Birbirine küçük, dar köprülerle bağlı 117 ada üzerine kurulu olan Venedik, 1600'lü yıllardan beri çılgın partilerin, karnavalların en büyük mekânı. Böylesi bir eğlence merkezi olması, o dönemde Venedik'i Avrupa'nın cazibe merkezlerinden biri haline getirmiş. İşte maske takma geleneği de bu zamanlardan başladı. Eğlenceye düşkün şehirde, fahişelik mesleği de cazip bir hale gelince, köprülerde müşteri arayan kadınlar, yerel halk tarafından tanınmamak için birbirine benzeyen ve hafif bir tebessüm taşıyan yaldızlı maskeler takmaya başlamışlardı. Bu dönemde maske, Venedik'in ve fahişeliğin sembolü haline geldi. Şehrin ileri gelenleri, maskelerin sayısını fark edince paniğe kapılıp maskeyi ve fahişeliği yasakladılar ancak yasa doğru düzgün uygulanamadı.
1800'lerde her 10 kadından 6'sı geceleri maske ile sokağa çıkıyordu. Bu durumdan ürken yöneticiler, maske takanlara kırbaç da dâhil olmak üzere çeşitli cezalar uygulamaya başladılar. Ardından yasa biraz yumuşadı ve bu kez dini olmayan festivallerde maske takılabileceği duyuruldu. İşte o günden bu yana eski bir pagan festivali olan Bahar Festivali, Venedik sokaklarında kutlanmaya devam ediyor.
Venedik, çatlaklarından sular sızan yosunlanmış yapıları ve 12. yüzyıldan kalma zarif balkonlu binaları ile büyüleyici bir şehir. Baharın kutlandığı dünyaca ünlü karnavala ev sahipliği yapan bu şehirde insanlar hazırlıklar için haftalarca çalışıyorlar. Nadide kumaşlardan kostümler dikiliyor ve yaldızlı maskeler hazırlanıyor.

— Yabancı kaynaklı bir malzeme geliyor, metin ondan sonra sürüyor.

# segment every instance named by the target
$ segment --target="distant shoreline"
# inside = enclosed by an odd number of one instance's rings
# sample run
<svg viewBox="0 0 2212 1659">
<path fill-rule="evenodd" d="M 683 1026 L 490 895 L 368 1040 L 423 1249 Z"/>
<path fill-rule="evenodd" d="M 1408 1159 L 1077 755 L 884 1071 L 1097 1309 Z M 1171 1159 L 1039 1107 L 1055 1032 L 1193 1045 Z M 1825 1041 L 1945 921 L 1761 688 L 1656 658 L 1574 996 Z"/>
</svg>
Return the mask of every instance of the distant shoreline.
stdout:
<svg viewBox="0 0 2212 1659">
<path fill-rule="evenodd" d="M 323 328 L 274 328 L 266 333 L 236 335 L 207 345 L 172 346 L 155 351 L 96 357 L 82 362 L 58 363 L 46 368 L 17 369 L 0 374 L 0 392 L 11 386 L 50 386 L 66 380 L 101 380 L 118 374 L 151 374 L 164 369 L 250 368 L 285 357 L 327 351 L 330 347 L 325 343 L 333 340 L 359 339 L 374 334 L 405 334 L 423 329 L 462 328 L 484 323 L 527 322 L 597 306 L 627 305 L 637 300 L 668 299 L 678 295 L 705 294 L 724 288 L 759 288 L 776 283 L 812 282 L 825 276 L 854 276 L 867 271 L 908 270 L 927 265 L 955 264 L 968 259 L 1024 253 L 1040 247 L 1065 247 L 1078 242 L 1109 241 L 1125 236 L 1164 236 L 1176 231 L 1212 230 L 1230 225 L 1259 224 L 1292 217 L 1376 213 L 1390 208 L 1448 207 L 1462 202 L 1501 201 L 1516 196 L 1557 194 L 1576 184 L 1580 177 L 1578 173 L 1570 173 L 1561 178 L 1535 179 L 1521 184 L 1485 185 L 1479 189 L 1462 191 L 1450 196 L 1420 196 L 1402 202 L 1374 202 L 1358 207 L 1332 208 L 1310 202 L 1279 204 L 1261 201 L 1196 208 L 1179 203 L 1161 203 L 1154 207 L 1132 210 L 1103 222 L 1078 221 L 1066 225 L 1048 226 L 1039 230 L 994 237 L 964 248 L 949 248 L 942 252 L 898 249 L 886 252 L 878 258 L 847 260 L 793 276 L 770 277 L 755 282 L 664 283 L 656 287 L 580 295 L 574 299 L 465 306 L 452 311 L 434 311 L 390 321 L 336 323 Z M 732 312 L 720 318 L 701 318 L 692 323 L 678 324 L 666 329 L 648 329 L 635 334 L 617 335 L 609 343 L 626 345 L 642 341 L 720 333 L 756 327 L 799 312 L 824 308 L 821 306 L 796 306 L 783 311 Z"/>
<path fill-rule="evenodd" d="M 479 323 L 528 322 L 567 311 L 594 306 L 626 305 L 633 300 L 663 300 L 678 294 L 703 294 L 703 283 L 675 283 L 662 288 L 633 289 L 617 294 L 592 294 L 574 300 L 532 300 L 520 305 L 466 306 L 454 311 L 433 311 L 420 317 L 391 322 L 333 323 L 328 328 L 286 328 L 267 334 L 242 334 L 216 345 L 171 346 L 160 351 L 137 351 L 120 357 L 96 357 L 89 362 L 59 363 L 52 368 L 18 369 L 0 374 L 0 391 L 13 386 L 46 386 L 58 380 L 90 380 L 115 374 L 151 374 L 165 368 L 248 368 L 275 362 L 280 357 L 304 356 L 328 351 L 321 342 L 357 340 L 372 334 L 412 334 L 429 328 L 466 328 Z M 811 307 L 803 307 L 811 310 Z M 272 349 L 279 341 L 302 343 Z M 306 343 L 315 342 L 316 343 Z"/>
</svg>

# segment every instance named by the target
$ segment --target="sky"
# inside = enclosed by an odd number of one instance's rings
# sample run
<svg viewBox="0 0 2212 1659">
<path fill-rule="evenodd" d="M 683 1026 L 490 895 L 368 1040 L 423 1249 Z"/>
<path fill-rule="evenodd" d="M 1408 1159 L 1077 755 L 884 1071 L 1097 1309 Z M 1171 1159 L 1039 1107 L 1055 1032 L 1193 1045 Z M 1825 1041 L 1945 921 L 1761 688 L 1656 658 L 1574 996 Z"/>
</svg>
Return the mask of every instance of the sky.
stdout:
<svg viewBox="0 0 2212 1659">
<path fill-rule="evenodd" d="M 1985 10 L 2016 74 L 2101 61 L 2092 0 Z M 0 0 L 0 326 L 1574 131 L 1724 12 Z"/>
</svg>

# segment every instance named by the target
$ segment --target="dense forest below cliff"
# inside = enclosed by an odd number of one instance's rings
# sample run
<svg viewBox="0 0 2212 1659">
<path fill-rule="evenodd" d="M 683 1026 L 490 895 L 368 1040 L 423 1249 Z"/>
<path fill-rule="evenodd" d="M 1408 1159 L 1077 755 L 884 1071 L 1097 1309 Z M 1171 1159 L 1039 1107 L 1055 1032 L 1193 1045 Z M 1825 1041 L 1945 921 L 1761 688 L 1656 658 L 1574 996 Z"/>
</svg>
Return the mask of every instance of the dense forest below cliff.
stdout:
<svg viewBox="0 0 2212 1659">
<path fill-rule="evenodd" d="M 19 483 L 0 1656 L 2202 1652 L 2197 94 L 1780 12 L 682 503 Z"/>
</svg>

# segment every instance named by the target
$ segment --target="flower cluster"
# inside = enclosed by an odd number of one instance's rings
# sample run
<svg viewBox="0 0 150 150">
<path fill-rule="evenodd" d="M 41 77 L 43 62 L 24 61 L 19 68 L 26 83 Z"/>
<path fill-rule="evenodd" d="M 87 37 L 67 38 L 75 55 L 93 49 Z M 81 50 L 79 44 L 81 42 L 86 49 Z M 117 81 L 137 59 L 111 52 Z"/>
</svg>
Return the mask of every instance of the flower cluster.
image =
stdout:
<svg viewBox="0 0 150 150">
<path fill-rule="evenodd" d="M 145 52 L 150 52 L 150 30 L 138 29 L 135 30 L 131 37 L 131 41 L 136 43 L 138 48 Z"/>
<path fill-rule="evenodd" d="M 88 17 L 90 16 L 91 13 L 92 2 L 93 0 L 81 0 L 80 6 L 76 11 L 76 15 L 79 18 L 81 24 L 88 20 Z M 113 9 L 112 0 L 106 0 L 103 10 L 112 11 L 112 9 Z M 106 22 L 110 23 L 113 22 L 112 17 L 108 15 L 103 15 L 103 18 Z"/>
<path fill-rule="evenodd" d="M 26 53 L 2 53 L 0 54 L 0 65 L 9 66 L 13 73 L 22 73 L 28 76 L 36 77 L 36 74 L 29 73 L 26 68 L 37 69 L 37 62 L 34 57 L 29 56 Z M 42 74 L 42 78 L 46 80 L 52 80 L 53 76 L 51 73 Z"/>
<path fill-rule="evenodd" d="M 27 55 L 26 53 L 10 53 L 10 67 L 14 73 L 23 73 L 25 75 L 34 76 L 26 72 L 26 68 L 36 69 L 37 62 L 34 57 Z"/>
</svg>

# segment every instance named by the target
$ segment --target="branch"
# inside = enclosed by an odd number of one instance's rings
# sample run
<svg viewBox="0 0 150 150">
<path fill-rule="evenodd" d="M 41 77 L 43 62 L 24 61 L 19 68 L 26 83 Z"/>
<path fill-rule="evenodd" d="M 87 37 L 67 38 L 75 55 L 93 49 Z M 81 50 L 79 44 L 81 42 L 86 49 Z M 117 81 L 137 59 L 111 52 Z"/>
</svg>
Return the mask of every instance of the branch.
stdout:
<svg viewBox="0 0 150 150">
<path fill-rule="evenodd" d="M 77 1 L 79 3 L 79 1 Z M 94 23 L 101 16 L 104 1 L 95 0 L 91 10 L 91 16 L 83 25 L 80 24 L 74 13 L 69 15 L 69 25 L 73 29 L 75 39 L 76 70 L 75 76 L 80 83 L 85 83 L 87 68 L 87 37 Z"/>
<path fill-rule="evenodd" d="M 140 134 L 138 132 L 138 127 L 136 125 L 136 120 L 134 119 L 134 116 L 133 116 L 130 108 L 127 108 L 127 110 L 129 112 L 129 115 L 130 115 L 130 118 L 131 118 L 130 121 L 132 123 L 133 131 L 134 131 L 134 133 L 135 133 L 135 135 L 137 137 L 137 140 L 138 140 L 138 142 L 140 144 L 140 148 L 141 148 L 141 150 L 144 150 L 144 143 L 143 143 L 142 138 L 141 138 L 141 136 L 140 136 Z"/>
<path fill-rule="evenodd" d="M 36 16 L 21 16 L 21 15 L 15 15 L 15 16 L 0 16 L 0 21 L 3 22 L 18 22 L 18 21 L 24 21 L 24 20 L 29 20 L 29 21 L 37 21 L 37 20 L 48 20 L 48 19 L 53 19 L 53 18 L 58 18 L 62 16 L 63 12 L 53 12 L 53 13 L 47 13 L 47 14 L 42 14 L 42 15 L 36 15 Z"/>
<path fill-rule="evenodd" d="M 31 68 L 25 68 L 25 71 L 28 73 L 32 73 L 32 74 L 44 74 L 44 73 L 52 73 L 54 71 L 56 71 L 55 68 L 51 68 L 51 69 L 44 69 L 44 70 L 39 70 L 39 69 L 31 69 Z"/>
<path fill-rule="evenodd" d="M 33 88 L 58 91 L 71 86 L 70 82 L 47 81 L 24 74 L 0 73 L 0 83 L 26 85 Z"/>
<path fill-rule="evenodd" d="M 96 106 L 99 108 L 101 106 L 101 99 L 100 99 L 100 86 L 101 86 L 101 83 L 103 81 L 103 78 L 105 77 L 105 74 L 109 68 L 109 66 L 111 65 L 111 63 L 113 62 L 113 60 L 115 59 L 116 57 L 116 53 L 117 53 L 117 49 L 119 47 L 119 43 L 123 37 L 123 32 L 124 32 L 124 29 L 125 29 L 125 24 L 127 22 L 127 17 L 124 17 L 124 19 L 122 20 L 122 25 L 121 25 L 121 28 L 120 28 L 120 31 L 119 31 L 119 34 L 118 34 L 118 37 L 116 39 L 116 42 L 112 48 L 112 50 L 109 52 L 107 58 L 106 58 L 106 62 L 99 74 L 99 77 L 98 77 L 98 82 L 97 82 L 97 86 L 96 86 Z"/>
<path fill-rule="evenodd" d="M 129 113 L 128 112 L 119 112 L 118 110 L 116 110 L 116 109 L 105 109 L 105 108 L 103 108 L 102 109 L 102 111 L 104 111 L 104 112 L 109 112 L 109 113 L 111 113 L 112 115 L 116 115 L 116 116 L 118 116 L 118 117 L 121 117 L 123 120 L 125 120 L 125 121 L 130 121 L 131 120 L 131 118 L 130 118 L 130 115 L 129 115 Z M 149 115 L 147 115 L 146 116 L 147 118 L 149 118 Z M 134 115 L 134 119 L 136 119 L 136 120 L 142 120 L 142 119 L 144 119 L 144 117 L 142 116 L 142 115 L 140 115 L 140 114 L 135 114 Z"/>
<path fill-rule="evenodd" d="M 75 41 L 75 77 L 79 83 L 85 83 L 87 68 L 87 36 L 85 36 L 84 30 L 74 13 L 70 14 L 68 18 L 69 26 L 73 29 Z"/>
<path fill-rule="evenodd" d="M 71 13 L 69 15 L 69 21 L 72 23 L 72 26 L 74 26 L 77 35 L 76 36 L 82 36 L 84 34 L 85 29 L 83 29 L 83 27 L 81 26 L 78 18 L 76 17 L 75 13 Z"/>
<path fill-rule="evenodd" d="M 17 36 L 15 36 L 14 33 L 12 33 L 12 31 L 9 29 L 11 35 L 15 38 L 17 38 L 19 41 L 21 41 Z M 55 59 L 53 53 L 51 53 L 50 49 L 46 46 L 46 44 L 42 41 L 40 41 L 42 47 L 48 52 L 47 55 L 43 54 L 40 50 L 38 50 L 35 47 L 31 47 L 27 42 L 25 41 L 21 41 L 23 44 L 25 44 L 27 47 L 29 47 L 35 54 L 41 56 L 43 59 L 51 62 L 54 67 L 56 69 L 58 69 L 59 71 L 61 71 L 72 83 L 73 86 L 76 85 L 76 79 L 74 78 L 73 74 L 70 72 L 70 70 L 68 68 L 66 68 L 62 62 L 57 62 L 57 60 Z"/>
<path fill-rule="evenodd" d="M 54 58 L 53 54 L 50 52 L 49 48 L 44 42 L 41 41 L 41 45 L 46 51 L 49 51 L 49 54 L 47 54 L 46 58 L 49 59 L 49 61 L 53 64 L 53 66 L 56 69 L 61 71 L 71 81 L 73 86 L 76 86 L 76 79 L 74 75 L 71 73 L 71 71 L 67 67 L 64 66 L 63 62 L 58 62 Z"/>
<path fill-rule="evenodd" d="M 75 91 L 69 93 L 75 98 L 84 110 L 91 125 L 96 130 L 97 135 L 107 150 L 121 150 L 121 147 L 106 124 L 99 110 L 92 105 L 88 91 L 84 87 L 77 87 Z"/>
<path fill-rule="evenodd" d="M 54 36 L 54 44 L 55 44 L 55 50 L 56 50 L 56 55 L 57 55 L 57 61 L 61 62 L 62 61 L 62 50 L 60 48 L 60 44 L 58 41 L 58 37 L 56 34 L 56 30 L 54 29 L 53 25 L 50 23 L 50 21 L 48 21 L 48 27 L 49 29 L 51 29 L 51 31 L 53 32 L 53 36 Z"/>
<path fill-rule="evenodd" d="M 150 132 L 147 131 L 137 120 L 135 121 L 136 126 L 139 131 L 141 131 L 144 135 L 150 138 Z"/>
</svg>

En yaygın olanı sadece gözleri kapatan tüylü maskeler.
Festival dini kökene dayanmamasına rağmen bir tapınma havasında geçiyor. Su kanallarında şehrin yansıması ile eğlence, bir haftalığına şeytanla anlaşmış gibi maskenin arkasına çekiliyor ve maske güvenli bir sığınak oluyor; dans salonları ağzına kadar doluyor.